The existing model structure remains somewhat rigid, and the number and position of the twinned transformer block in the visual encoder are still experimental conclusions. In future work, adjustments to the structure will be necessary when the method is applied to different datasets. For images with varying proportions of small targets, the network structure may need flexible adjustments to different blocks. When the proportion of small targets is large, the number of twinned transformer blocks should also be appropriately increased, and vice versa. Further, a network architecture that dynamically adjusts the number and position of twinned transformer blocks is needed. In addition, some details also require further optimization, such as the selection of the classification threshold in the token grouping block, γ, in Equation (9). Finally, it should be noted that the method is not only for small target feature extraction. It is proposed on the premise that both large and small targets need to be preserved, so the result may not be superior if this method is applied solely to the feature extraction of small targets.
5. Conclusions
In this paper, we propose an enhanced ViT method to tackle the challenge of extracting small target features in cross-modal image–text retrieval of remote sensing images. Addressing the interference problem of large targets on small targets within the global receptive field of conventional ViT methods, our approach constructs different receptive fields based on the saliency and similarity of image regions to enhance the ability to extract small target features. Unlike the conventional method of designing local receptive fields in the spatial dimension, our method groups image regions in the feature dimension to construct different receptive fields. Additionally, to optimize the network structure and reduce the number of parameters, we introduced a twin network structure, which improved model retrieval accuracy while only marginally increasing computational complexity. The experimental evaluation of public datasets demonstrates the effectiveness of the proposed method in improving accuracy. Compared with ViT, the mR indices of this method on the Remote Sensing Image–Text Match Dataset improved by 2.08%, with an increase of only 1.41% in model parameters.

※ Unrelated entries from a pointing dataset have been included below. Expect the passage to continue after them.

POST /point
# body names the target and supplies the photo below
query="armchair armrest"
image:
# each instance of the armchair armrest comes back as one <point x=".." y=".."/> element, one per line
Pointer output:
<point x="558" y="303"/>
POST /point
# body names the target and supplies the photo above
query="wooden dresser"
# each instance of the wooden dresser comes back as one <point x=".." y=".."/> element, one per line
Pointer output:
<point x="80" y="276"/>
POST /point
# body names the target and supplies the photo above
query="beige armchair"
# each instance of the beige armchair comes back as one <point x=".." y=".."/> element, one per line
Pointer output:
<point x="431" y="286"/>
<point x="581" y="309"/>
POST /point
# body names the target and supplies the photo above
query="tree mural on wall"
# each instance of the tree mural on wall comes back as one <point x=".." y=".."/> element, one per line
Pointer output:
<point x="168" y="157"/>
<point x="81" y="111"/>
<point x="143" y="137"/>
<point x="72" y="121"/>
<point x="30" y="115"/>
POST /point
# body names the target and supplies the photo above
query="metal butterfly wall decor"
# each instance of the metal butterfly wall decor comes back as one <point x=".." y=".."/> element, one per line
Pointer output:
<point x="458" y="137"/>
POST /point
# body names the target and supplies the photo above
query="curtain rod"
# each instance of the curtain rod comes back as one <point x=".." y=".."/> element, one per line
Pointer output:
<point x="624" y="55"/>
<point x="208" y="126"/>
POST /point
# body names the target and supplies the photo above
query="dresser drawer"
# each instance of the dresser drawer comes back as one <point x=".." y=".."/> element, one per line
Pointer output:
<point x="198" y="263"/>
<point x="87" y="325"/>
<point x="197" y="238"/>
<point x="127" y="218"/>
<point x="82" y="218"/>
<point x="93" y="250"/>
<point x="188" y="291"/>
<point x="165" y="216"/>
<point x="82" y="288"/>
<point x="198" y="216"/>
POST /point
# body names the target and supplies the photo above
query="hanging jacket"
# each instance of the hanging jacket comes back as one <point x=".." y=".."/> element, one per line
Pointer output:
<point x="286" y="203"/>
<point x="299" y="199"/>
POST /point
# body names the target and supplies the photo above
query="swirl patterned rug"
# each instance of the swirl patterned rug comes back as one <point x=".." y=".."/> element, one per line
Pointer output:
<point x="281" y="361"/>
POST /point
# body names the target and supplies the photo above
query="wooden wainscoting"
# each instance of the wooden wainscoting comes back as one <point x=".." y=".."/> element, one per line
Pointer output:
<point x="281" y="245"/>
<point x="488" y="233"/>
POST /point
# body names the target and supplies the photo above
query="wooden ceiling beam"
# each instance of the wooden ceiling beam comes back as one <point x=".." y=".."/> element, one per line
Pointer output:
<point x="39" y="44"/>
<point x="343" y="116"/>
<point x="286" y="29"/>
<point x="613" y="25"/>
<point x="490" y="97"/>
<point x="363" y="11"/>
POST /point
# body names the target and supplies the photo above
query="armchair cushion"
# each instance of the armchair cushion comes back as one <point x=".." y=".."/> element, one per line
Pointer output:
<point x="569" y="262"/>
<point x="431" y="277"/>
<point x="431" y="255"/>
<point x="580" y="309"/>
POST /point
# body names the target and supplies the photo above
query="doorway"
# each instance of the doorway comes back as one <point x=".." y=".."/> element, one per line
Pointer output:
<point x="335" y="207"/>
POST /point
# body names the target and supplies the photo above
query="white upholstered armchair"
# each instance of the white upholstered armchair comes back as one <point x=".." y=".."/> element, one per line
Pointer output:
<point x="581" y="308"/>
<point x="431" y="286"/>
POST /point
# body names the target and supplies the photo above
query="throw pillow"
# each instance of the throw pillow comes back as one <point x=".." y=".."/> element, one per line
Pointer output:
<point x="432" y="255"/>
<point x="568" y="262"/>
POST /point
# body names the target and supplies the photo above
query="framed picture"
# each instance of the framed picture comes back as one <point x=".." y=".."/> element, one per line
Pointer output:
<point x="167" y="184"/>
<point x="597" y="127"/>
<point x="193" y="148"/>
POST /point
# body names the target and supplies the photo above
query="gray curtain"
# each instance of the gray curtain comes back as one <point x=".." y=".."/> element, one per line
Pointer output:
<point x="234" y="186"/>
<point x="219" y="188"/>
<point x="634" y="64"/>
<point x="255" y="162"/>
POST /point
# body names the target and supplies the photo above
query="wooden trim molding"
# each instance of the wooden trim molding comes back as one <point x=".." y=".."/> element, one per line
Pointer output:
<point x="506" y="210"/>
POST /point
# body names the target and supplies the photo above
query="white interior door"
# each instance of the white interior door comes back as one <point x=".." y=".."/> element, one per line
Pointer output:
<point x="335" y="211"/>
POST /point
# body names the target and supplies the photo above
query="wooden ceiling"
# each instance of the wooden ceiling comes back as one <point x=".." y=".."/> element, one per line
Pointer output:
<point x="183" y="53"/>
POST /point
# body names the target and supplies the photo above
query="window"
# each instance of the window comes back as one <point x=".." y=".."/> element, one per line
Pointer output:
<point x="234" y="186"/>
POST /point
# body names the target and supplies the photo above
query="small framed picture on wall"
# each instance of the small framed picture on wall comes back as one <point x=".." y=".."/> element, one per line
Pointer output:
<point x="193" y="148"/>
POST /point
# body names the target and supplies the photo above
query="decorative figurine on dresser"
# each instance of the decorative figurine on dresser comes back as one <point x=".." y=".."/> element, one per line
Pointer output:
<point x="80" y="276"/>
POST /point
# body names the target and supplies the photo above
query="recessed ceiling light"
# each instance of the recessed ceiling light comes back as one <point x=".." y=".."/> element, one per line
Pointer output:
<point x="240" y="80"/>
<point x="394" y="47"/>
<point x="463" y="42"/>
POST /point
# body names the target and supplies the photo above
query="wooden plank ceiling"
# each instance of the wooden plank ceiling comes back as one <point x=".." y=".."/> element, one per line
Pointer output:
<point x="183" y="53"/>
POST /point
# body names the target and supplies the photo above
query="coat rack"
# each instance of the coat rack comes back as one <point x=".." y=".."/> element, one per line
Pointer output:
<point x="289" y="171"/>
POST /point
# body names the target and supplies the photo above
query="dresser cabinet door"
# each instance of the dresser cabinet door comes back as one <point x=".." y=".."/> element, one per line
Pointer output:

The limitation of this study is that the retrieval effects of large and small targets were not evaluated in the experiment. In remote sensing images, the object scale is different, and there is demand for both large and small object retrieval. In order to better analyze the performance of the model when retrieving objects at different scales, it is necessary to design better evaluation indexes. This makes it difficult for our proposed method to enhance the expression of small targets to be effectively verified quantitatively using existing indicators. In future research, we will focus on enhancing the existing network structure to dynamically adapt to scenarios where both large and small target feature extraction requirements exist and improving the accuracy and generalization ability of the model.